Forum Moderators: phranque
RewriteRule (.*\.html).+$ [mydomain.com...] [R=301]
That fixes a lot of problem links to my site from blogs and forums where people make typos when entering my url. But there's a request from another site for a url on my site that ends in a quote mark and the quote mark doesn't get stripped:
http://mydomain.com/directory/page.html"
Maybe it's a bot requesting the page, I don't know, but I still want to strip the quote character. .htaccess just ignores it, and delivers a "Page not found" error. Is there any way to get .htaccess to strip any characters after the .html even if it's a quote mark?
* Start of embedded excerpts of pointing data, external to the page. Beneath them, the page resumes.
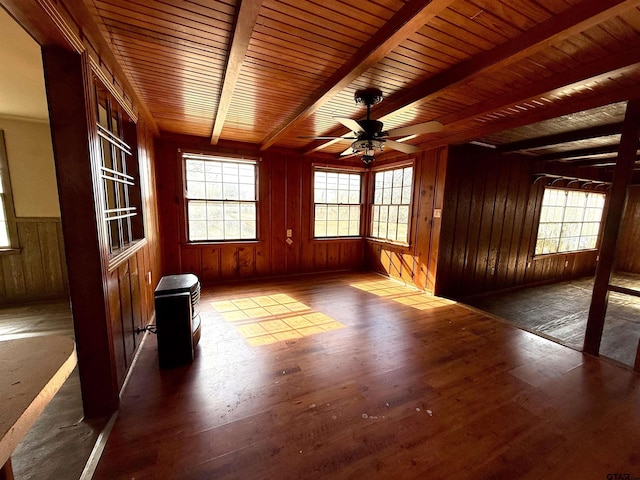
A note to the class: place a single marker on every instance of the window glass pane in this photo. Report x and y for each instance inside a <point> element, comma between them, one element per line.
<point>392,200</point>
<point>4,234</point>
<point>569,220</point>
<point>336,198</point>
<point>215,231</point>
<point>227,190</point>
<point>231,229</point>
<point>197,230</point>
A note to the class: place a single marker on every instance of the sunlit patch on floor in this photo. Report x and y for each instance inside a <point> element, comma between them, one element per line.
<point>274,318</point>
<point>399,293</point>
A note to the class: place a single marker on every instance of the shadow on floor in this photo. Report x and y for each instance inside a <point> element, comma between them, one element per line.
<point>559,311</point>
<point>59,444</point>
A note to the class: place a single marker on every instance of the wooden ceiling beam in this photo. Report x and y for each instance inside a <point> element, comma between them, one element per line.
<point>559,138</point>
<point>581,153</point>
<point>610,66</point>
<point>245,21</point>
<point>566,108</point>
<point>559,27</point>
<point>410,18</point>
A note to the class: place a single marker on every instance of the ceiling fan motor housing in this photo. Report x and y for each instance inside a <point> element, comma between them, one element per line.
<point>368,96</point>
<point>372,128</point>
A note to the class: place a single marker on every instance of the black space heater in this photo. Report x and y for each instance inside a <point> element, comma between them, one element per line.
<point>177,301</point>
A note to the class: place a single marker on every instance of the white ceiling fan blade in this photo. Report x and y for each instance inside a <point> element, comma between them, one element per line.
<point>351,124</point>
<point>401,147</point>
<point>418,129</point>
<point>348,151</point>
<point>325,137</point>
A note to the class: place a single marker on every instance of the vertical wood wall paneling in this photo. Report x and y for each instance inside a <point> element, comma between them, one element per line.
<point>500,223</point>
<point>476,213</point>
<point>628,252</point>
<point>414,264</point>
<point>441,161</point>
<point>491,218</point>
<point>278,207</point>
<point>71,107</point>
<point>425,196</point>
<point>285,202</point>
<point>37,271</point>
<point>293,209</point>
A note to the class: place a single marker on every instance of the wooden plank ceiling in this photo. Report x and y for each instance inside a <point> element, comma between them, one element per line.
<point>267,72</point>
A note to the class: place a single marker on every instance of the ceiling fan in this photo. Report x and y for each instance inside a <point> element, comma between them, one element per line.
<point>368,137</point>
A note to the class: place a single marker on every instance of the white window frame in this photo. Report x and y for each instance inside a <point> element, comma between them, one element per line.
<point>340,201</point>
<point>570,221</point>
<point>391,202</point>
<point>9,233</point>
<point>228,210</point>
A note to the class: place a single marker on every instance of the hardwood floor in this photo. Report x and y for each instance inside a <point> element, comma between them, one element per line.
<point>402,386</point>
<point>58,445</point>
<point>560,311</point>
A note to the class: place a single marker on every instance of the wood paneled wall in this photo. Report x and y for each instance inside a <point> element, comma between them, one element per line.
<point>628,253</point>
<point>416,263</point>
<point>132,280</point>
<point>489,226</point>
<point>285,202</point>
<point>37,270</point>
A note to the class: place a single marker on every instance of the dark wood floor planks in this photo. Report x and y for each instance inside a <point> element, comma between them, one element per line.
<point>60,441</point>
<point>433,390</point>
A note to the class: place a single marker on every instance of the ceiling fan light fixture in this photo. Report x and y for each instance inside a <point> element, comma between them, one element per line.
<point>368,159</point>
<point>368,146</point>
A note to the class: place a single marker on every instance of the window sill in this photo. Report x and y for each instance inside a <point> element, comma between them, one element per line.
<point>542,256</point>
<point>389,242</point>
<point>119,258</point>
<point>212,243</point>
<point>337,239</point>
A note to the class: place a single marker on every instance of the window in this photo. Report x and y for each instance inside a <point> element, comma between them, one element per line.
<point>221,197</point>
<point>337,204</point>
<point>119,172</point>
<point>392,204</point>
<point>569,221</point>
<point>8,232</point>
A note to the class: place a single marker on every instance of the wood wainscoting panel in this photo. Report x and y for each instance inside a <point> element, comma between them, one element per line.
<point>36,271</point>
<point>416,263</point>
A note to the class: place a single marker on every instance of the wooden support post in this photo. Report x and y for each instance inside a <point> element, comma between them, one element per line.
<point>6,472</point>
<point>69,83</point>
<point>617,199</point>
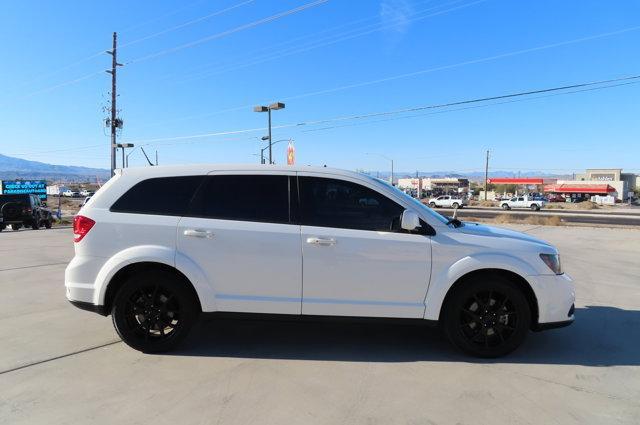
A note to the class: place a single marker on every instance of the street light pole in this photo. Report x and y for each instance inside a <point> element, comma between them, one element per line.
<point>270,151</point>
<point>273,107</point>
<point>388,159</point>
<point>123,146</point>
RewriteRule ^([^.]+\.html).+$ http://example.com/$1 [R=301,L]
RewriteCond %{REQUEST_URI} ^/([^.]+\.html)\%22$
RewriteRule \.html http://example.com/%1 [R=301,L]
The bad news is that just copying the Rewrite code to the subdir's .htaccess file doesn't fix the problem, because the url above gets redirected to http://http://example.com/page.html (without the subdir). This is true whether I use my original code or your single-line substitute code. (And by the way, I don't understand what's better about your version.)
I don't see what's wrong with the code because with (.*) in parentheses, it looks like it should catch all the characters, meaning the whole url after the domain name, including the subdirectory name and the slash. But it's not. What am I doing wrong?
On the first pass, the ".*" matches the entire requested URL-path. But this leaves nothing for the rest of the pattern to match, so mod_rewrite tries again, backing off one character from the end. But the rest of the "\.html" pattern still can't match. So it backs off again and again, until the "\.html.+" pattern can be satisfied, with ".*" matching everything ahead of that, thus requiring n+5 passes.
With the pattern "^[^.]+\.html.+$", the first subpattern matches all characters up to but not including the period preceding "html", then "\." matches the period, then "html" is matched, and then the 'tail' pattern of ".+" matches whatever follows "html" (which was presumed to be a double-quote character in the first post) -- all in one single left-to-right pass. So, it's much faster and doesn't waste CPU time.
Using ".*" is "easy" but often inefficient, and frequently leads to unexpected results. It should be used only when a more specific pattern cannot be used.
If your root .htaccess file seems to not apply to subdirectories, then add
[url=http://httpd.apache.org/docs/1.3/mod/mod_rewrite.html#RewriteOptions]RewriteOptions inherit[/url]
Jim
I'm not sure that RewriteOptions Inherit is what I want, because then that will load the whole .htaccess file from the root, and it seems like THAT will waste CPU time. I'd rather just put the few commands I need into the subdir's .htaccess file.
Which brings me back to the problem mentioned in my last post: Neither your code nor my code works for stripping trailing characters when the file is in a subdirectory. The url gets rewritten to the root level, not the subdir level. Could you tell me how I'd fix this? I assume it's possible to do without RewriteOptions Inherit.
Thanks!
Jim
because the url above gets redirected to http://http://example.com/page.html (without the subdir).
In order to make the rule work in your subdirectory, just add the subdir back in:
RewriteRule ^([^.]+\.html).+$ http://example.com[b]/subdir[/b]/$1 [R=301,L]
Jim